| Sure, assuming the power cost reduction or capability increase justifies the expenditure. It's not clear that that will be the case. That's one of the shaky assumptions I'm referring to. It may be that the 2030 nvidia accelerators will save you $2000 in electricity per month per rack, and you can upgrade the whole rack for the low, low price of $800,000! That may not be worth it at all. If it saves you $200k/per rack or unlocks some additional capability that a 2025 accelerator is incapable of and customers are willing to pay for, then that's a different story.
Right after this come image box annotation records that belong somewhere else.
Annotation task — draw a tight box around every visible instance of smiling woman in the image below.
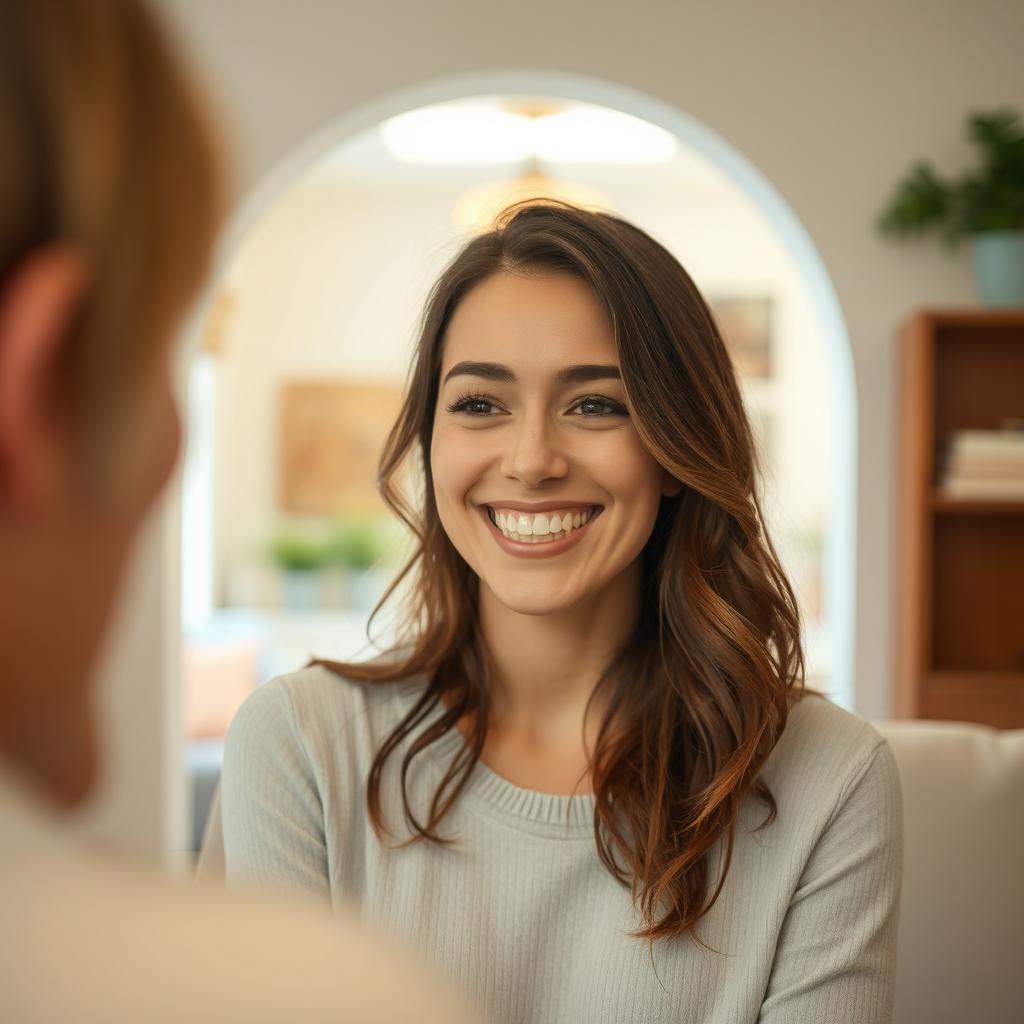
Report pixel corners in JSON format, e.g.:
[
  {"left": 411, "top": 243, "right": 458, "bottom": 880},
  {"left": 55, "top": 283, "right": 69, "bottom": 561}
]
[{"left": 223, "top": 202, "right": 900, "bottom": 1022}]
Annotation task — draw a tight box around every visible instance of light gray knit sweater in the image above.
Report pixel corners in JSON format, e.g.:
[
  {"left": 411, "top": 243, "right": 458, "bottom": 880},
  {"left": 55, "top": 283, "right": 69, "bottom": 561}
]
[{"left": 222, "top": 668, "right": 903, "bottom": 1024}]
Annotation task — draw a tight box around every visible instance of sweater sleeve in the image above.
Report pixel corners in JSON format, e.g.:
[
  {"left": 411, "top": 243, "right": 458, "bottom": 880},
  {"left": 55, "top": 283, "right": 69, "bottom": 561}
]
[
  {"left": 221, "top": 681, "right": 331, "bottom": 901},
  {"left": 758, "top": 740, "right": 903, "bottom": 1024}
]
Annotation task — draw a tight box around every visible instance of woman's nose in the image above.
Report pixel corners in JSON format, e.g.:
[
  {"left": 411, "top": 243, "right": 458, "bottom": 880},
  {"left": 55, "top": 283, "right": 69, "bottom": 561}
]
[{"left": 504, "top": 416, "right": 568, "bottom": 486}]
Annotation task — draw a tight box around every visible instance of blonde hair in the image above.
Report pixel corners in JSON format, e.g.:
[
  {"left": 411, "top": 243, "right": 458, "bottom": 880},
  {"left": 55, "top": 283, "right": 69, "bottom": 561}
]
[{"left": 0, "top": 0, "right": 223, "bottom": 452}]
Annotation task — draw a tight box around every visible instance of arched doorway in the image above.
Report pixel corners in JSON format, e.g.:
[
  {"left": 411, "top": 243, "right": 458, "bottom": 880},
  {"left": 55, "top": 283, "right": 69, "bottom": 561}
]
[{"left": 183, "top": 71, "right": 857, "bottom": 851}]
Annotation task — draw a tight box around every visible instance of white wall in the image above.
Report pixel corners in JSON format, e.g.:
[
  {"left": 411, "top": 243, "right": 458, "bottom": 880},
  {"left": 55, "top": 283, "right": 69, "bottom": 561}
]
[{"left": 81, "top": 0, "right": 1024, "bottom": 847}]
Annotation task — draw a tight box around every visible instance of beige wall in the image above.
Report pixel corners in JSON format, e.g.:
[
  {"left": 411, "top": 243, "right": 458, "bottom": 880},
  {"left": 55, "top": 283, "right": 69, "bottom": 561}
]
[{"left": 81, "top": 0, "right": 1024, "bottom": 847}]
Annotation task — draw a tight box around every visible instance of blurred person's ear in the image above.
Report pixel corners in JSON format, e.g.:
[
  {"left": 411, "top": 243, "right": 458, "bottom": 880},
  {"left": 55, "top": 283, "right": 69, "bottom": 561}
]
[{"left": 0, "top": 246, "right": 88, "bottom": 518}]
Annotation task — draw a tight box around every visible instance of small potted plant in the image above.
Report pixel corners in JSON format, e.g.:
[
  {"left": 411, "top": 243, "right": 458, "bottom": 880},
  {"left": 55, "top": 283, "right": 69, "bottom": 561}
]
[
  {"left": 878, "top": 110, "right": 1024, "bottom": 306},
  {"left": 330, "top": 516, "right": 392, "bottom": 610},
  {"left": 270, "top": 529, "right": 330, "bottom": 610}
]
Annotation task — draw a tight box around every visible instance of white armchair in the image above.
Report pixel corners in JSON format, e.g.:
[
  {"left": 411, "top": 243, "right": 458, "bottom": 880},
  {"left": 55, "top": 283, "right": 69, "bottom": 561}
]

There are a ton of assumptions in these scenarios, and his logic doesn't seem to justify the confidence level. |
| |
| ▲ | overfeed 8 hours ago | parent | next [-] | | > Sure, assuming the power cost reduction or capability increase justifies the expenditure. It's not clear that that will be the case. Share price is a bigger consideration than any +/- differences[1] between expenditure vs productivity delta. GAAP allows some flexibility in how servers are depreciated, so depending on what the company wants to signal to shareholders (investing in infra for futur returns vs curtailing costs), it may make sense to shorten or lengthen depreciation time regardless of the actual TCOO keep/refresh cost comparisons. 1. Hypothetical scenario: a hardware refresh costs $80B, actual performance increase is only worth $8B, but the share price increases the value of org's holding of its own shares by $150B. As a CEO/CFO, which action would you recommend- without even considering your own bonus that's implicitly or explicitly tied to share price performance. | |
| ▲ | maxglute 14 hours ago | parent | prev | next [-] | | Demand/suppy economics is not so hypothetical. Illustration numbers: AI demand premium = $150 hardware with $50 electricity. Normal demand = $50 hardware with $50 electricity. This is Nvidia margins @75% instead of 40%. CAPEX/OPEX is 70%/20% hardware/power instead of customary 50%/40%. If bubble crashes, i.e. AI demand premium evaporates, we're back at $50 hardware and $50 electricity. Likely $50 hardware and $25 electricity if hardware improves. Nvdia back to 30-40% margins, operators on old hardware stuck with stranded assets. The key thing to understand is current racks are sold at grossly inflated premiums right now, scarcity pricing/tax. If the current AI economic model doesn't work then fundmentally that premium goes away and subsequent build outs are going to be costplus/commodity pricing = capex discounted by non trivial amounts. Any breakthroughs in hardware, i.e. TPU compute efficiency would stack opex (power) savings. Maybe by year 8, first gen of data centers are still depreciated to $80 hardware + $50 power vs new center @ $50 hardware + $25 power. That old data center is a massive write-down because it will generate less revenue than it costs to amoritize. | |
| ▲ | trollbridge 16 hours ago | parent | prev [-] | | A typical data centre is $2,500 per year per kW load (including overhead, hvac and so on). If it costs $800,000 to replace the whole rack, then that would pay off in a year if it reduces 320 kW of consumption. Back when we ran servers, we wouldn't assume 100% utilisation but AI workloads do do that; normal server loads would be 10kW per rack and AI is closer to 100. So yeah, it's not hard to imagine power savings of 3.2 racks being worth it. | | |
| ▲ | Octoth0rpe 15 hours ago | parent [-] | | Thanks for the numbers! Isn't it more likely that the amount of power/heat generated per rack will stay constant over each upgrade cycle, and the upgrade simply unlocks a higher amount of service revenue per rack? | | |
| ▲ | PunchyHamster 11 hours ago | parent | next [-] | | Not in the last few years. CPUs went from ~200W TDP to 500W. And they went from zero to multiple GPUs per server. Tho we might hit "the chips can't be bigger and the cooling can't get much better" point there. The usage would be similar if it was say a rack filled with servers full of bulk storage (hard drives generally keep the power usage similar while growing storage). But CPU/GPU wise, it's just bigger chips/more chiplets, more power. I'd imagine any flattening might be purely because "we have DC now, re-building cooling for next gen doesn't make sense so we will just build servers with similar power usage as previously", but given how fast AI pushed the development it might not happen for a while. | |
| ▲ | toast0 10 hours ago | parent | prev [-] | | > Isn't it more likely that the amount of power/heat generated per rack will stay constant over each upgrade cycle, Power density seems to grow each cycle. But eventually your DC hits power capacity limits, and you have to leave racks empty because there's no power budget. |
|
|
|